In the first party scene, for example, the musical cue we receive is from Sammy Davis Jr’s parodic ‘The Second Best Secret Agent in the Whole Wide World’, where Anne kisses Smiley before casting a glance in Heydon’s direction, shortly before we witness Prideaux cordially greeting Heydon again. The scene essentially sets up Heydon’s role as the secret agent, simultaneously duping Smiley and Prideaux with Ann and essentially cementing their current positions as ‘Second Best’ while he plays both of them. This betrayal is confirmed in musical form during the second party scene as the crowd begins to sing the Soviet national anthem and Smiley searches for Ann, eventually moving to a glass window to discover his wife with Bill. Working as a double agent, Bill confounds Smiley’s suspicions with his extramarital relations. We also briefly hear Charlie Rich’s ‘The Loudest, Proudest Fool’, another keenly apt tune for Smiley whose opening line reads ‘She did not see things my way’.

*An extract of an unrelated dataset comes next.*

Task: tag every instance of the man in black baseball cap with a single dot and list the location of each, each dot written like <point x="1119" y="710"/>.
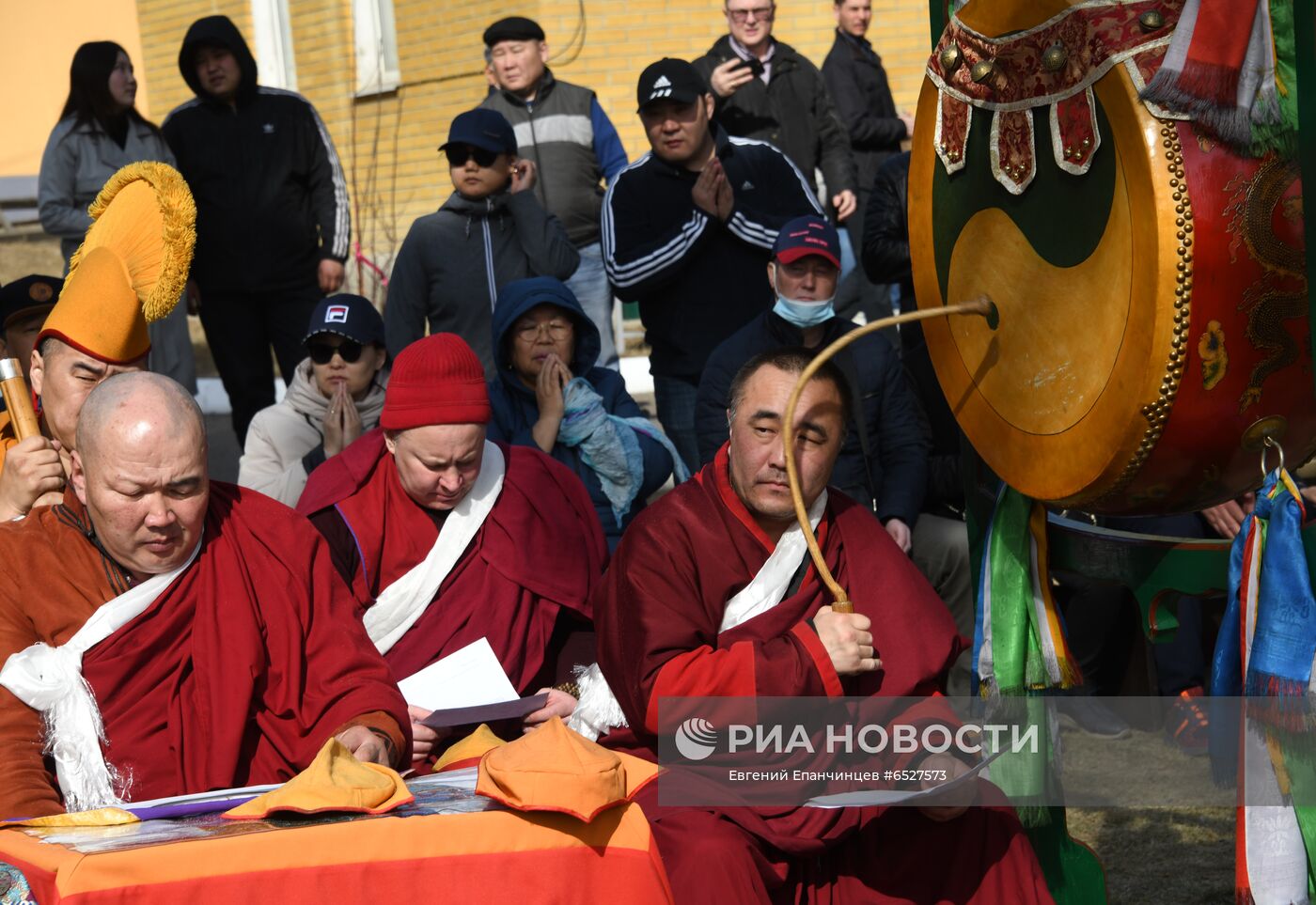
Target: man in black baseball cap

It’s the final montage, however, where the triptych comes together. We open on Prideaux as we read his first suspicions about Heydon on his face, which are about to be confirmed in private as Heydon retreats to target Ann and fulfil the needs of his foreign masters. One of the many elements that Tinker Taylor captures so well is glances, and the act of seeing without really seeing. Smiley is blindsided by Heydon’s actions (as Heydon previously informs Smiley while incarcerated, he ‘couldn’t see me straight’), and Prideaux couldn’t allow himself to believe Heydon’s guilt despite what he saw in front of him. Prideaux’s eyes finally see truth, however in the following images that jump ahead to him preparing to shoot Heydon in his prison. Through powerful use of the Kuleshov effect (a technique in which images of facial expressions are edited together to encourage emotional response), glances are exchanged between the two men once Heydon spots Prideaux observing him through the scope of a sniper rifle. The camera angles suggest that the men are looking at each other as Prideux fires the killing shot, with a tear of blood falling down Heydon’s cheek, and the camera returns to Prideux’s still expression as a genuine tear falls down his own face. It’s small, sad, understated details like this that work effectively against the seemingly positive sounds of Iglesias’ vocals.

This single tear is contrasted by the downpour of rain that drenches Ricky Tarr as he waits in vain, another romance that is doomed and gone. While Tarr is clearly free, the way in which he is shot behind bars aligns his imprisonment to that of Haydon’s, unable to escape his past or return to his lover. Bars are then swapped for glass and nostalgia as the montage switches to Connie Sachs staring out a window, with the reflection of leafy trees clearly on the surface. It then transitions to Heydon’s corpse lying on a pile of leaves, evoking Sachs’s old quotes to Smiley about the Cold War being ‘a good time’ and Bill Heydon and Jim Prideux as ‘the inseparables’, with one of her ‘lovely boys’ now dead and the other broken and betrayed. The glass that Sachs ‘looks’ through is rose-tinted.

After the doom of these relationships, Smiley’s is finally restored with his wife’s return, and the moment of Smiley sitting down at the head desk of the Circus in time to the claps that accompany the end of Iglesias’ song is a genius bit of sound design. No words required.